The only question posed for our consideration by this appeal from the judgment maintaining the exceptions of no cause or right of action is whether plaintiff, as an employee of the subcontractor, Foothill Electrical Corporation, has an action in tort against the defendant and its insurer.
In the case of Horrell v. Gulf & Valley Cotton Oil Co.,[4] we, inter alia, answered the question which is now posed for our consideration when we reasoned thus:
"In considering the question raised by this contention, we at once notice that it is not all work which the principal may require that the act prevents his contracting away without retention of compensation liability, but only such as is a part of his trade, business, or occupation, or which he may have contracted to perform for some one else.
*744 "It is, we believe, quite plain that a manufacturing concern upon organization, may contract with an independent contractor for the erection of its factory building without retaining liability under the Compensation Act to employees of the independent contractor who undertakes the construction. It is no part of the trade, business, or occupation of the manufacturing concern to erect its factory building. Its business is to operate it after its erection.

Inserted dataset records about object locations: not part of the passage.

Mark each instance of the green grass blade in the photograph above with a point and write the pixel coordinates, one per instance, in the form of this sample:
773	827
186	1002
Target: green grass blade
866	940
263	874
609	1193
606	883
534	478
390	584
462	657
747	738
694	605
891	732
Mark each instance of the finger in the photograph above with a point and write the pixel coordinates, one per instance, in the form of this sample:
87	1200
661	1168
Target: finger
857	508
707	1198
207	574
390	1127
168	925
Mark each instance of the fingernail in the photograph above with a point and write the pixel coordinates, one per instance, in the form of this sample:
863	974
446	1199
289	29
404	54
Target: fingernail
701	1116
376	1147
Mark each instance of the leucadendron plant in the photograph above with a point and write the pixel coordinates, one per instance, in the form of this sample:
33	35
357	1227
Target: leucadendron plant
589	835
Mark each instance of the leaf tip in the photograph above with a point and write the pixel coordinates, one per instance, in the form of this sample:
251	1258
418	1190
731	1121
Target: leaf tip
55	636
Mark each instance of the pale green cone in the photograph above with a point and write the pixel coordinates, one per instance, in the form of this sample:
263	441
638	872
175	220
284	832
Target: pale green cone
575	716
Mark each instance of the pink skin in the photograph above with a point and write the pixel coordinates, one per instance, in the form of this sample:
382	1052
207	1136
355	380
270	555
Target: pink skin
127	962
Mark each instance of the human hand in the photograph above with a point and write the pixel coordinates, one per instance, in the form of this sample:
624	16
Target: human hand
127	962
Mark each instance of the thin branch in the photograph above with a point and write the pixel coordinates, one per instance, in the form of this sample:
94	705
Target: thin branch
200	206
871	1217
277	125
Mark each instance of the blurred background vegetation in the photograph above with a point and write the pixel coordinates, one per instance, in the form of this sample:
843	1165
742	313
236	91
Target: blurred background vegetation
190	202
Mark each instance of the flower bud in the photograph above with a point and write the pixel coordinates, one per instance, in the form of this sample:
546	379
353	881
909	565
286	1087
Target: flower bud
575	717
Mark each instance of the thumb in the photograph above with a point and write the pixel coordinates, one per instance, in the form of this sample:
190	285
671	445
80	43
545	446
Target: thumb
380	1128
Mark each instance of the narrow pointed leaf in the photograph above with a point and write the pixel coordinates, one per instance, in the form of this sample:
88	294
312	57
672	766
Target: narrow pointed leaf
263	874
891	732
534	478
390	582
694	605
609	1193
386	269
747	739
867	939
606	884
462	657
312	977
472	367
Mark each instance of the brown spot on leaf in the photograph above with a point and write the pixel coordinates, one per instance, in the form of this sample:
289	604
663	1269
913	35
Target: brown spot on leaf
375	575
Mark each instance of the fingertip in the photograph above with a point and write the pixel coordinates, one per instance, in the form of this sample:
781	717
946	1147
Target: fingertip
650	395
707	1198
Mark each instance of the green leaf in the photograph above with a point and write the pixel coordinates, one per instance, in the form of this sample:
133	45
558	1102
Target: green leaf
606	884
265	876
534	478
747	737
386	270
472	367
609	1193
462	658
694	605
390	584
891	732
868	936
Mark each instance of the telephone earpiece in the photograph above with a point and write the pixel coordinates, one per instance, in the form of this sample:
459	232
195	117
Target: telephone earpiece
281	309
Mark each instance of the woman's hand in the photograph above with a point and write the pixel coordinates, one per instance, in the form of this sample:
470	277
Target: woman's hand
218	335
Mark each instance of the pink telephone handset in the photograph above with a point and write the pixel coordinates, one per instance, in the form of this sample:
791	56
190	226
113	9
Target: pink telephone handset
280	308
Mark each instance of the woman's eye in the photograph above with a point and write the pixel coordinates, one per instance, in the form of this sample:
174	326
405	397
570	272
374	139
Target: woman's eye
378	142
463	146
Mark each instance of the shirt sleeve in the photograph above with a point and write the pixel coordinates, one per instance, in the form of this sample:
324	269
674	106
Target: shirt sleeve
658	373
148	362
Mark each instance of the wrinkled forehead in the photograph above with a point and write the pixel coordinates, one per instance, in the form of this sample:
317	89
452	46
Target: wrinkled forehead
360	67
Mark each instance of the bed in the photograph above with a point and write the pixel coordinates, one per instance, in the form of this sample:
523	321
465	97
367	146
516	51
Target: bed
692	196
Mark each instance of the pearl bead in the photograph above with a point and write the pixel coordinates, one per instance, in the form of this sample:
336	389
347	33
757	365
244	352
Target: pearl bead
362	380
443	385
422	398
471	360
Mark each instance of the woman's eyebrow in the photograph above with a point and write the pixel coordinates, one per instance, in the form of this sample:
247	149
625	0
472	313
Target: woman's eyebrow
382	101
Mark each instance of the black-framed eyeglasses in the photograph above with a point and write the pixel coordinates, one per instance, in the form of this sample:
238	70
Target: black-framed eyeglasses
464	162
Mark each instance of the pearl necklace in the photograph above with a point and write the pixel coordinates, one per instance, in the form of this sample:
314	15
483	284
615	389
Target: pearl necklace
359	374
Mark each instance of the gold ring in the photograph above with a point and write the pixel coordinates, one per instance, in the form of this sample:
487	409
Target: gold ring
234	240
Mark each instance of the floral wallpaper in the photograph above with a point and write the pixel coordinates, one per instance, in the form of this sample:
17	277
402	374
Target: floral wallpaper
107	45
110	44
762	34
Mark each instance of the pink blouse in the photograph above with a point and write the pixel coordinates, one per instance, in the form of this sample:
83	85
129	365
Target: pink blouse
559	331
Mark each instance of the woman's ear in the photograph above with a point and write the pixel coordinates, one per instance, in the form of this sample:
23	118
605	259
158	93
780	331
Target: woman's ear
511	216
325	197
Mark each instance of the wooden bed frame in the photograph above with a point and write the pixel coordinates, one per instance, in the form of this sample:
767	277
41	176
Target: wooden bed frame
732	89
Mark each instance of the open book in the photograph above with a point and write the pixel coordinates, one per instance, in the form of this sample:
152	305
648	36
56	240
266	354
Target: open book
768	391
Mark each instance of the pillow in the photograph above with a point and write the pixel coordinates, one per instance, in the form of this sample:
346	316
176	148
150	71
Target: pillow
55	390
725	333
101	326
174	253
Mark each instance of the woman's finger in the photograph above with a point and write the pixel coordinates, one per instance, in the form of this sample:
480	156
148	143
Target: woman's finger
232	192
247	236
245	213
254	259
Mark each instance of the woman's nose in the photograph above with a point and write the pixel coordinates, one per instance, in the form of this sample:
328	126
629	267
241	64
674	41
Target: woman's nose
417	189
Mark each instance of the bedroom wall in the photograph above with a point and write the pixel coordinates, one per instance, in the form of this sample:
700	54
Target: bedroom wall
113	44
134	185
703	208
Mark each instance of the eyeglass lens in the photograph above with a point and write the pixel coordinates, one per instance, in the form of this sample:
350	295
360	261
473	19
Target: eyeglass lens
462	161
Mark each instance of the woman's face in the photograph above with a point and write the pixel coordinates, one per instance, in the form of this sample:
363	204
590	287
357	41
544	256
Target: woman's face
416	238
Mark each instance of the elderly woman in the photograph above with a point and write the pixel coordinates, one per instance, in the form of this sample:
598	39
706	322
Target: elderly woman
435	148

"On the other hand, it is clear that, after the factory is completed and is in operation, the principal may not employ an independent contractor to undertake any part of the business of operating the factory and thus escape liability in compensation to the employees actually engaged in carrying out the work undertaken by the independent contractor. For instance, if defendant here had employed Horrell to furnish the necessary labor to operate the boilers, it is quite evident that Horrell's employees would, under the provisions of section 6 of the act, be entitled to look to defendant for compensation in the event of injury. We thus see that, if the original construction work is not a part of the business of the principal, that work may be contracted away, whereas the operation of the factory after construction is completed, being a part of the business of the principal, may not be so contracted away without the retention of the compensation liability.